When I do the eyeballs, I either use a super fine pen, or I touch a piece of brass wire into the paint and onto the face. Eyeballs are the toughest part for me.


----------



## Torby (Jan 2, 2008)

I do the eyeballs first, then paint them in with flesh color to avoid the googleye look: 










Sometimes I don't even paint eyes in. If you watch people outside, you'll notice you often don't even see their eyes. 



















And then sometimes, you need to add a little sillicone seal.


----------



## Dean Whipple (Jan 2, 2008)

Check out Chris's painting ideas on his how-to web page "Make your own figures with Sculpey" at 4largeScale.com


----------



## cetucker (Oct 13, 2008)

Hi Jim 

I agree with Bruce, I tend not to try and get down to 'whites of their eyes' detail - I have tried before, but it kind of makes them look a bit like something out of 'The Shining' ("Heeeeeere's Johnny!"). So these days I just apply a thin wash of a darker flesh tone to eye sockets, and under the nose and chin, followed by a dry-brushed lighter tone to the high-spots like the bridge of the nose and the cheek-bones if they're defined well enough. 
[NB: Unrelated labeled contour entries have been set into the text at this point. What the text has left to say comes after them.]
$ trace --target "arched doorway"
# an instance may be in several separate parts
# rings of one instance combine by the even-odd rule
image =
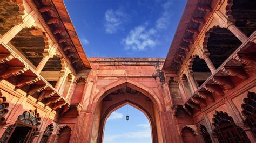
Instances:
[[[1,142],[32,142],[38,130],[41,118],[37,110],[25,111],[10,125],[1,137]]]
[[[152,142],[151,126],[146,115],[125,103],[106,119],[103,142]],[[127,121],[126,115],[129,115]]]
[[[142,86],[129,82],[116,85],[107,90],[106,90],[107,87],[105,88],[101,95],[95,97],[98,100],[97,104],[95,104],[95,107],[91,107],[94,109],[94,119],[91,141],[102,142],[103,129],[107,117],[113,111],[129,104],[143,112],[148,118],[151,125],[152,142],[163,142],[163,138],[158,135],[162,134],[163,130],[159,115],[159,101],[152,95],[153,92],[149,89],[143,89]]]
In terms of making my own figures, I've tried Chris Walas' method and I just can't get to grips with it - so instead I make mine from hacking up bits of 'Preiser' figures and putting them back together, filling the gaps, adding extra details then finally painting. 
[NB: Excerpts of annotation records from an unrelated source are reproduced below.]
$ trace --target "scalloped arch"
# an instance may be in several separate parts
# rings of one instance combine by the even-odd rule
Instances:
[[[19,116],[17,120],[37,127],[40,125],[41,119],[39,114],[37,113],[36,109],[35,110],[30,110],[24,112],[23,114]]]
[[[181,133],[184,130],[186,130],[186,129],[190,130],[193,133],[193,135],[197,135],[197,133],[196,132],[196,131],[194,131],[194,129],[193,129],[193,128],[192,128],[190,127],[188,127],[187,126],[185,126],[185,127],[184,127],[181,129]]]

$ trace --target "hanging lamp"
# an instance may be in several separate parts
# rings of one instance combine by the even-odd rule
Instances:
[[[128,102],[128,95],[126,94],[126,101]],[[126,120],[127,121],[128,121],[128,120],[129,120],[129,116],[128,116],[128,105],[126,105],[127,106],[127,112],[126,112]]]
I have a website which has recently been updated with my method for 'sculpting' figures - although I guess technically it's not really sculpting. 

http://www.scampington-chipside.co.uk/figuresculpt.htm 

Good luck with your own figures 

Clive


----------



## Big65Dude (Jan 2, 2008)

Jim -


I have found that, even for viewing close-up, usually all that's necessary is to fill in the eye socket with a very dark color. I most often use "raw umber" - a very dark brown. Here's some examples:
































I'm a strong believer in the _*KISS**_ principle. Hope this helps.


* "Keep it simple, stupid."


----------



## rkapuaala (Jan 3, 2008)

My preference is, if the eyes are wide open do the whites of their eyes. If they are squinting don't. Only remember, the whites aren't white at all, they are sometimes a light, light tan or pinkish, or folks with bad livers, like bumbs and whinos are more brownish and yellow, and as Bruce pointed out, it depends on how close someones gona get. 
That being said, when I do the whites or any eyes, I start with whites, do the iris, do the pupil then the eye lashes (if that person has any) then dark areas around the eyes (they are sometimes a bluish or purplish color depending on complexion) then blend in the rest of the face. Faces are not all one color. Even people of color have lighter and darker areas within a 1 square inch area of skin. Areas around cheek bones, chins, brows and foreheads, tend to be lighter because the skin is stretched across it. Heavily wrinkled faces have subtle splashes of red blush in the creases of their wrinkles. Older people have rougher more darker and lighter spots. Dark skin people have some olive splotches here and there and even a little blush in areas around the cheeks nose and lips.
Best thing to do is find a fellow human who doesn't mind you examinging their skin real close and set down and have a good long look at their face and take note of all the subtle color variations. 








Note that Aunt Joan has whites to her eyes, but they are so close to the color of her skin, you can hardly see them








Kai`ulani's whites are more visible because she is darker, but note they are not white, but pinkish tan.


----------



## Ray Dunakin (Jan 6, 2008)

I agree with Richard, if the whites of the eyes show at all, it should be subtle. 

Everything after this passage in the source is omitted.